Even if the Commonwealth were capable of being found liable for criminal contempt, the applicants had not established that Commonwealth officers or agents had engaged in conduct that would constitute criminal contempt. The applicants had relied upon two circumstances:

  • first, the information provided by the officer of the NSW Department of Natural Resources, and,
  • secondly, the content of the letter from the AGS.

Neither, however, was sufficient to establish conduct by a Commonwealth officer or agent constituting contempt. The officer of the NSW Department of Natural Resources was not a Commonwealth officer, and nothing suggested that he was an authorised agent or delegate of the Commonwealth. The Committee referred to in the AGS letter was not a Commonwealth entity, as there was no evidence that it was under the direction or control of the Commonwealth. Further, there was no evidence that its recommendation was binding on the person making the decision to withhold payment. Nor was there evidence to suggest that the Commonwealth had made or procured that decision.

Scope of the immunity - what about Ministers, departments, officers and agents of the Commonwealth?

In discussing the Commonwealth's immunity, Justice Briscoe was careful to limit his comments to the immunity of the Commonwealth. Ministers, departments, officers and agents of the Commonwealth were recognised as falling outside the scope of the immunity at common law. This, however, was not taken any further as the application for contempt was against the Commonwealth only.

Ex gratia payment schemes

Because of his decision on the Commonwealth's immunity, there was no opportunity for Justice Briscoe to consider whether the statements alleged to have been made with respect to payment entitlements from the ex gratia payment scheme, if proved to have been made by a Commonwealth officer, would be sufficient to constitute contempt.

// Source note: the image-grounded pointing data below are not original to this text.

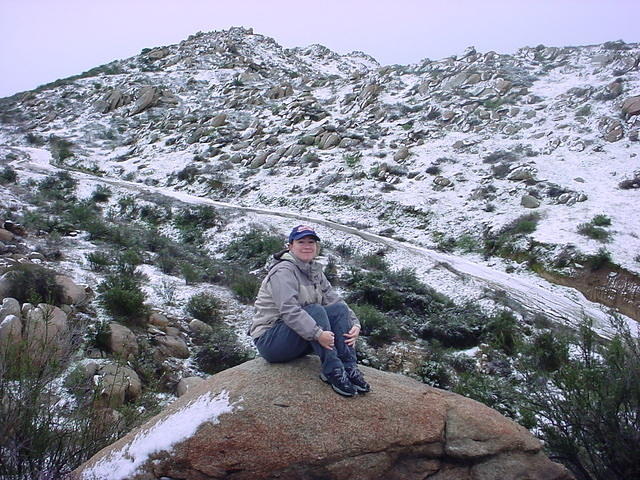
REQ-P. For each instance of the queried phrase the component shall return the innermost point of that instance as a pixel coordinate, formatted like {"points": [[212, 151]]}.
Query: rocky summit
{"points": [[260, 420], [449, 154]]}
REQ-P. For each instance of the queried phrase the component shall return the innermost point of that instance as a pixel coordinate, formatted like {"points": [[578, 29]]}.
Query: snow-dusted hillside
{"points": [[442, 154]]}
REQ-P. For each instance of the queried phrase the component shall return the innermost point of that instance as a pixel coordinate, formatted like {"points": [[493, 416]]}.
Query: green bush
{"points": [[252, 249], [194, 221], [497, 392], [59, 186], [245, 287], [601, 220], [33, 283], [434, 372], [503, 333], [376, 326], [592, 231], [467, 243], [99, 261], [548, 352], [588, 409], [221, 350], [101, 194], [205, 307], [454, 326], [123, 298], [40, 436], [8, 175], [60, 148], [190, 273], [374, 261]]}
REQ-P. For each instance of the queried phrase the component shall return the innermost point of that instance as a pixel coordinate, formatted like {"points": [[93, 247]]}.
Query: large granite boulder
{"points": [[261, 420]]}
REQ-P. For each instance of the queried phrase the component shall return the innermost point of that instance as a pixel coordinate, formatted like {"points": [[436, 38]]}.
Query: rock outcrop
{"points": [[280, 421]]}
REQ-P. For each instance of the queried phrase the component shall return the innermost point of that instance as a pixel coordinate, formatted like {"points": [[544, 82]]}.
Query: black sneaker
{"points": [[339, 382], [357, 379]]}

Nonetheless, some care must be taken in dealing with ex gratia payments. It is surely legitimate for a government to decide that a payment is not to be made from an ex gratia payment scheme where a claimant is pursuing legal claims against the government. However, if not made carefully, statements to the effect that no payment will be made because a claimant has instituted proceedings can easily be characterised as an inducement to withdraw court proceedings. Thus, when dealing with claimants for ex gratia payments who have instituted proceedings against the government, great care must be taken in explaining the claimant's entitlements.

The content of this article is intended to provide a general guide to the subject matter. Specialist advice should be sought about your specific circumstances.